“And can I ask what this something is?” Horace Wingard said.
“No,” Gregor said. “Mr. Wingard, this is a police investigation into a double homicide. I do understand that you have a special relationship with the municipal authorities, but no such relationship gives you the right or the power to interfere in such an investigation. The Plattes are within their rights to refuse to talk to the police if that is what they want, and they are within their rights to hire an attorney to tell us that that is what they want to do. Neither they nor you, however, have the right to use Waldorf Pines’s status as a gated community to attempt to keep the police away. So I would appreciate it if you would stop pretending to be Truman Capote having a snit and behave like a grown-up.”
“You are not,” Horace Wingard said carefully, “a member of the Pineville Station Police Department.”
“I’m a consultant who has been hired by the Pineville Station Police Department, and my status as an active investigator will be held up in court if you insist on taking it there. I know, because other people have insisted on taking it there. Did the Plattes request you to run interference for them in this matter?”
Horace Wingard licked his lips. “No,” he said finally. “I have no idea how the Plattes feel about talking to the police. I know how I feel about having police on the premises of Waldorf Pines.”
“Fine,” Gregor said. “That’s the way everybody feels about having the police on the premises. I would like to ask you a few questions. Then I would like to go out to talk to Michael Platte’s parents.”
“He isn’t there,” Horace Wingard said. “He’s already left for work. She’s there all the time. I’m not going to let you go there without warning her.”
“That’s fine,” Gregor said. “Warn away. This isn’t a stealth mission. I said I wanted to ask you a few questions.”
“If you want to ask me about Michael Platte, I know less than you’d think,” Horace Wingard said. “He was a problem. It’s a terrible thing to say, I know, but there’s nothing to do but admit it. It’s everywhere these days, very nice families, good families, and one of the children just doesn’t turn out right.”
“I didn’t think Michael Platte was a child.”
“He was nineteen,” Horace Wingard said. “We gave him the job at the pool house because we didn’t want him doing something irrevocable. Breaking into people’s houses, for instance, in an attempt to get money for drugs. We thought if we just provided him with a way to spend his time—well.”
“And this job consisted of what?”
“He was supposed to stay at the pool house and make sure nobody went in or out except the repair people,” Horace Wingard said. “It wasn’t an entirely make-work job. For complicated reasons I do not completely understand, the repair company does not want us to empty the pool of water until their own people can come in and do it, and their own people cannot come in and do it for weeks. Still. We didn’t want children to come in and drown in the water, or anything like that.”
“Don’t you have a staff for the pool?”
“Yes, we do,” Horace Wingard looked uncomfortable. “And the pool is usually open all year round. It’s heated.
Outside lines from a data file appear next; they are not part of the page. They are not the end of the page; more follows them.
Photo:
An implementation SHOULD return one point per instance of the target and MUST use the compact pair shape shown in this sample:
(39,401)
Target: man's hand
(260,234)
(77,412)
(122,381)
However, when we were informed we would not be able to keep the pool open this fall while repairs were being done, well, I—”
“You fired your staff,” Gregor said.
“There was no reason—” Horace Wingard said.
“Who were probably all illegal immigrants anyway,” Gregor said.
“I’ve never knowingly hired a single undocumented worker at Waldorf Pines, or any other property I’ve managed,” Horace Wingard said. “You have no right at all to make such accusations.”
Gregor didn’t say that he couldn’t see how it would be possible to run a place like Waldorf Pines without “undocumented workers,” because he knew Horace Wingard couldn’t see it, either.
He looked around at the hunting prints and golf memorabilia on the walls and said, “Let me ask you for a bit about Martha Heydreich. You knew her better than anybody I’ve talked to so far. Do you believe the things people say about her having had an affair with Michael Platte? Was she the kind of woman who might have had an affair with a much younger man?”
Horace Wingard made a face. “Oh, it’s no use asking what kind of a woman Martha is,” he said. “It didn’t surprise me when I heard she was dead—thought to be dead, I suppose. It didn’t surprise me that somebody would want to kill her. If I was her husband, I would have killed her years ago.”